During Giammattei’s tenure, Guatemala has shifted from being a regional model for its anti-corruption efforts to a country that, like several of its neighbors, has undermined democratic norms.
But Arévalo has also skillfully mounted an insurgent campaign, mixing the deployment of memes with serious positioning on issues like improving public health services. He has repeatedly said that he would recruit prosecutors and judges who had been forced to leave Guatemala as advisers to aid him on tackling corruption.
Some prominent establishment figures questioned Arévalo’s showing, arguing that it had less to do with his appeal than other factors.
“Polls are not credible,” Ricardo Mendez Ruiz, president of the Foundation Against Terrorism, a far-right organization that has sought to discredit anti-corruption judges and prosecutors, wrote on Twitter. “The result is the responsibility of those who encouraged nullified votes.
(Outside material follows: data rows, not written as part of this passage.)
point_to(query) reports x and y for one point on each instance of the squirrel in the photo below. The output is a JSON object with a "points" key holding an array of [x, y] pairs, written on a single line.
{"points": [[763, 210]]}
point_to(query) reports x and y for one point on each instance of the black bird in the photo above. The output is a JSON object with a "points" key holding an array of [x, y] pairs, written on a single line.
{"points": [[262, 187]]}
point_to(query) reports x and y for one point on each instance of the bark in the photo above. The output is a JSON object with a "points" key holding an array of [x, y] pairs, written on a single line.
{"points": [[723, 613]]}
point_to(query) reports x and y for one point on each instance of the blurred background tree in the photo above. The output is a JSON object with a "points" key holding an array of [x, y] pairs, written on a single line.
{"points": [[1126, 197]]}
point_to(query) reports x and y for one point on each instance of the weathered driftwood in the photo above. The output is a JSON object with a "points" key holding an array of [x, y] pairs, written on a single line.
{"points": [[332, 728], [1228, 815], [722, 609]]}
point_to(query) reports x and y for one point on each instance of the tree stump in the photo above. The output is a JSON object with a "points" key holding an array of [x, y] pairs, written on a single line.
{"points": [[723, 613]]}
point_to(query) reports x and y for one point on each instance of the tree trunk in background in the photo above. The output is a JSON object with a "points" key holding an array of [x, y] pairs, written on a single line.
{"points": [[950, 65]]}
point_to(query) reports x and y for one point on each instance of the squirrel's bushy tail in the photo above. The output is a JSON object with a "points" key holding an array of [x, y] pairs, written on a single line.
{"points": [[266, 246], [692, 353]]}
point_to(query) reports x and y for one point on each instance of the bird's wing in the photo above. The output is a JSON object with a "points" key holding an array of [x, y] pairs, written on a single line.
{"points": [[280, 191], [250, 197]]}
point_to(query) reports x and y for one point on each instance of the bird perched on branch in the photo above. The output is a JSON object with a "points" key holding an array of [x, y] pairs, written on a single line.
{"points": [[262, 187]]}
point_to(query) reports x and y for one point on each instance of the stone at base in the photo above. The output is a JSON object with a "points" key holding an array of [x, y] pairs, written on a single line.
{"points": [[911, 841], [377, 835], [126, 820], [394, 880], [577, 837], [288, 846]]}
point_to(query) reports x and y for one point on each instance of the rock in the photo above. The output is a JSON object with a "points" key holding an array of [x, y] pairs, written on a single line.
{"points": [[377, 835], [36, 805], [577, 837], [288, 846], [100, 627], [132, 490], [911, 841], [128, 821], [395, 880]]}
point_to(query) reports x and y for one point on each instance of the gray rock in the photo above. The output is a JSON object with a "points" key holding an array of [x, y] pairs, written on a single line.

Arévalo has to thank them more than his voters.”
Still, in a country where the winning electoral formula often includes deep-pocketed campaigns, occupying significant broadcast time on national television channels and the blessings of economic elites, Arévalo had “none of those,” said Marielos Chang, a political scientist at the Universidad del Valle in Guatemala City.
“No one would have believed it when the presidential campaign began three months ago, that Bernardo Arévalo would have enough votes to advance,’’ she said.